Because I don’t garden, the fact that things grow back feels like a miracle to me. I’d admired my neighbor’s peony bush through much of the spring last year, and when they cut it right to the ground, and I was a little sad about it, and then I felt silly, because who who has feelings like that about someone else’s garden. Imagine my surprise when it grew right back up again.
I feel a bit like those peonies right now, doing my best to burst back up through the dirt, despite everything. Or maybe I just want to feel that way.
I’m working on a long project now, a book-length narrative nonfiction project, that I’m alternately excited about and sure I’ll never finish. Part of what’s hard is that I’ve been working on it for years already, and I feel a little panic that I’m not done already, especially when all around me, so many people seem to have written faster. But of course I had to work through each part of the process to get to where I am now. I’m trying to remind myself to start where I am. Each day, I pick up the thread and take the book a little farther.
Thanks for reading as the newsletter transitions from daily poetry prompts to biweekly essays and interviews about writing process, creativity, and productivity. I’ve got some interviews lined up that I’m really excited to share, and more ideas, as always, about how to maintain a writing life in a difficult, distracted time. For right now, here are a few quick ideas - things that are helping me write right now. I’ve written enough by now to know that every book feels impossible until it’s not.
Write first. I put this on a post-it in my planner because I really need that reminder - before I open my email, before I do a quick check of twitter etc etc, I need to write first.

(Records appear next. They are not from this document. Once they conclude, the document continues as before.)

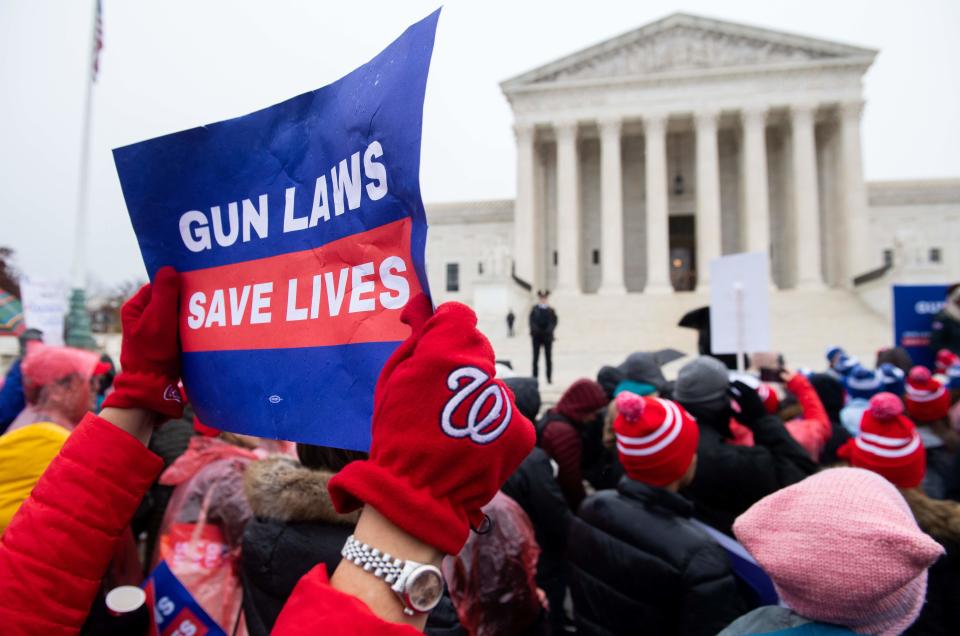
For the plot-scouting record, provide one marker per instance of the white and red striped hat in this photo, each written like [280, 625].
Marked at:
[656, 438]
[926, 398]
[888, 443]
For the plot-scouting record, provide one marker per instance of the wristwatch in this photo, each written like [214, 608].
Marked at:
[419, 586]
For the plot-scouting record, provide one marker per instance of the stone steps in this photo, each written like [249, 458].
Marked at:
[594, 330]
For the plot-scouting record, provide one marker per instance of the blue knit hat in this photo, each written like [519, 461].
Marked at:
[953, 378]
[845, 365]
[893, 378]
[863, 383]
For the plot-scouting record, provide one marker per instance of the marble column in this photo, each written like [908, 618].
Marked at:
[568, 208]
[525, 256]
[857, 257]
[806, 207]
[708, 195]
[756, 201]
[658, 230]
[611, 198]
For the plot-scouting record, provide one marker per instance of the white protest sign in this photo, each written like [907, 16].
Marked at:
[44, 307]
[740, 303]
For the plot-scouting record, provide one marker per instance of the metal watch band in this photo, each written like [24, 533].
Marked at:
[380, 564]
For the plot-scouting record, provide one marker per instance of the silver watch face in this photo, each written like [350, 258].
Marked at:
[423, 588]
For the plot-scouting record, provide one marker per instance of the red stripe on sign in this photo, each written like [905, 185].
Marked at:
[349, 291]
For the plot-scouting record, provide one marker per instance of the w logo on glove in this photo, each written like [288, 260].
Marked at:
[495, 419]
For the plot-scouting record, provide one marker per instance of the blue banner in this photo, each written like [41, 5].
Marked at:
[175, 611]
[299, 232]
[914, 307]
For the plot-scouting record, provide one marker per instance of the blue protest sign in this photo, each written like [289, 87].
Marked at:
[914, 307]
[300, 233]
[175, 611]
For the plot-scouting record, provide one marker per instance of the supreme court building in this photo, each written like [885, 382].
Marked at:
[642, 158]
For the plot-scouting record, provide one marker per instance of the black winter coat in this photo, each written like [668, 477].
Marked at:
[294, 528]
[730, 479]
[543, 321]
[639, 566]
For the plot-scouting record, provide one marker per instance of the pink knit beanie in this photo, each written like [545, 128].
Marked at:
[842, 547]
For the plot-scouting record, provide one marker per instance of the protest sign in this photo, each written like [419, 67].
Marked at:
[740, 303]
[914, 307]
[300, 233]
[175, 611]
[44, 306]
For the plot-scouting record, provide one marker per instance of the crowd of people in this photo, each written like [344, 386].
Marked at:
[811, 503]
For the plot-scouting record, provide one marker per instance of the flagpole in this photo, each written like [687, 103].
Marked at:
[78, 320]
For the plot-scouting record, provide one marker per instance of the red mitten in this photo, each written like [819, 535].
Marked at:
[446, 434]
[150, 351]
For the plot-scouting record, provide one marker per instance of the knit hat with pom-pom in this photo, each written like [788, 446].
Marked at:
[656, 438]
[926, 399]
[888, 443]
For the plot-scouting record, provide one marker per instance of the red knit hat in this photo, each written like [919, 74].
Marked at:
[927, 400]
[656, 438]
[888, 443]
[945, 360]
[771, 401]
[581, 400]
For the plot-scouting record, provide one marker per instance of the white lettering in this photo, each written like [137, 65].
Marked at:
[257, 219]
[195, 319]
[261, 302]
[375, 171]
[294, 312]
[320, 209]
[194, 231]
[225, 240]
[292, 223]
[394, 283]
[218, 312]
[361, 286]
[346, 181]
[335, 299]
[237, 308]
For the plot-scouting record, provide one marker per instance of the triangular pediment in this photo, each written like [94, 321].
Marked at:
[683, 42]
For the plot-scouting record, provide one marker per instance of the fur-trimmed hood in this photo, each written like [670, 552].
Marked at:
[279, 488]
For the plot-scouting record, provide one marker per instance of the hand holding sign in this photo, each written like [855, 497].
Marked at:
[446, 432]
[299, 235]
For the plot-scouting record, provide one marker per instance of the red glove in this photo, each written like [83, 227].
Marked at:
[446, 434]
[150, 351]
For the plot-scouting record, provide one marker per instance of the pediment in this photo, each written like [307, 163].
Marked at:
[687, 43]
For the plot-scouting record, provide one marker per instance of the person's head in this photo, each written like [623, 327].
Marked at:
[582, 400]
[28, 336]
[862, 383]
[326, 458]
[843, 548]
[897, 356]
[60, 381]
[888, 444]
[893, 378]
[953, 382]
[656, 441]
[526, 393]
[702, 385]
[644, 368]
[830, 392]
[927, 400]
[944, 360]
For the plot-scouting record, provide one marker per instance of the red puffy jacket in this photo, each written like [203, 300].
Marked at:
[58, 545]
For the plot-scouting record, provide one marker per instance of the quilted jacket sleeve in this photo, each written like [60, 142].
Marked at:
[316, 608]
[58, 545]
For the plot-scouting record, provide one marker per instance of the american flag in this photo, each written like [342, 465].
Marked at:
[97, 39]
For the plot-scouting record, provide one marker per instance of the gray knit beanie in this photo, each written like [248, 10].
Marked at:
[702, 381]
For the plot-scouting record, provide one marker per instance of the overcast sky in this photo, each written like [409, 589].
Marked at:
[173, 64]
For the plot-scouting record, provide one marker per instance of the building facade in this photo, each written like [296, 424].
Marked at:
[642, 158]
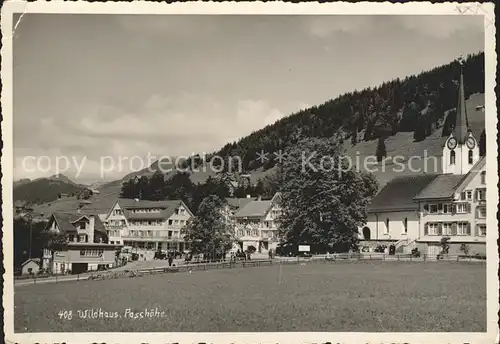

Count your work - and give yourself credit for everything. I’ll write more about this in an upcoming newsletter, but for right now, I’ll say that tracking my writing time and my words is helping me maintain a sense of momentum with the long project I’m working on. (And if you look closely at the picture above, you’ll see I’m often not fast! My high school typing teacher would be horrified by 245 words in 3 hours, but I also did a lot of reading and thinking, and it helps me to count time and words to give myself credit for all of that.)
Fix it later. I loved this piece by Eva Recinos on self-doubt and self-editing, and it reminded me that I’d read that Celeste Ng keeps a note above her desk that just says “fix it later” as a way to remind herself to keep going and not try to perfect the first draft. This bit from Recinos’s essay was especially helpful for me:
When I’m working on a piece, I sometimes find it useful to write notes in bold, like “expand this section” or “make this fancier,” when I am in a groove of just getting rough ideas down on the page. I don’t want to interrupt my flow, but in the back of my head there are those doubts that tempt me to self-edit—the self-doubt is telling me, “You’re definitely not writing this the best way possible.” But marking my notes and moving on assures me that I can come back to it and do it better later.
I don’t have to get it down perfectly the first time. And neither do you.
A few other notes and interesting bits:
Philly’s 215 Festival is happening now, and on Saturday from 1-3PM eastern, Emily Pérez and I are co-hosting the very first event for our anthology, The Long Devotion: Poets Writing Motherhood, which will be published in Spring 2022 by UGA. The event will include a prompt and some writing time, followed by a reading by three of our great contributors, Teri Ellen Cross Davis, Kendra DeColo, and Angela Narciso Torres. You can read more and sign up for free at this link.
This year’s #1000wordsofsummer runs from May 31-June 13. It’s a daily writing challenge run by Jami Attenberg, and it’s developed into an incredibly lovely supportive online community. You can sign up to get free daily emails with encouraging words and practical tips from Attenberg and other guest writers.
In July, I’ll be teaching for Murphy Writing’s Midsummer Online Writing Getaway. I’m leading a workshop titled “Hermit Crabs and the Art of the Nonfiction Essay” in which we’ll play with different forms for the personal essay. The full list of workshops is online here. If you enjoyed the April prompts, I think you’ll love the Getaway.
How is your writing going? I’d love to hear from you about projects you’re working on, challenges you’re facing, tips that are helping you keep going through it all.
I started my Substack (and Medium) writing in early August, after a decade long hiatus from any focus on writing. It was definiately way too soon. I have a multitude of ideas (projects) in mind, but absolutely no structure/set schedule. I do hope that eventually things will come together, as I look for ways to incorporate my writing, photography and other visual arts into a newsletter that others will find of value.
Thanks for the newsletter. I just started writing one here called The Musings of a Normal Midwestern Guy. I have 10 or so subscribers but sometimes I don't care. I'm not sure if I'm doing this for people or if it's like a journal. Do you write for yourself or do you actually hope people read what you write? My other big problem is figuring out how to end my posts. I write and write, then I'm done but can't figure out a graceful way to end things. I hope I'll learn some tips from you.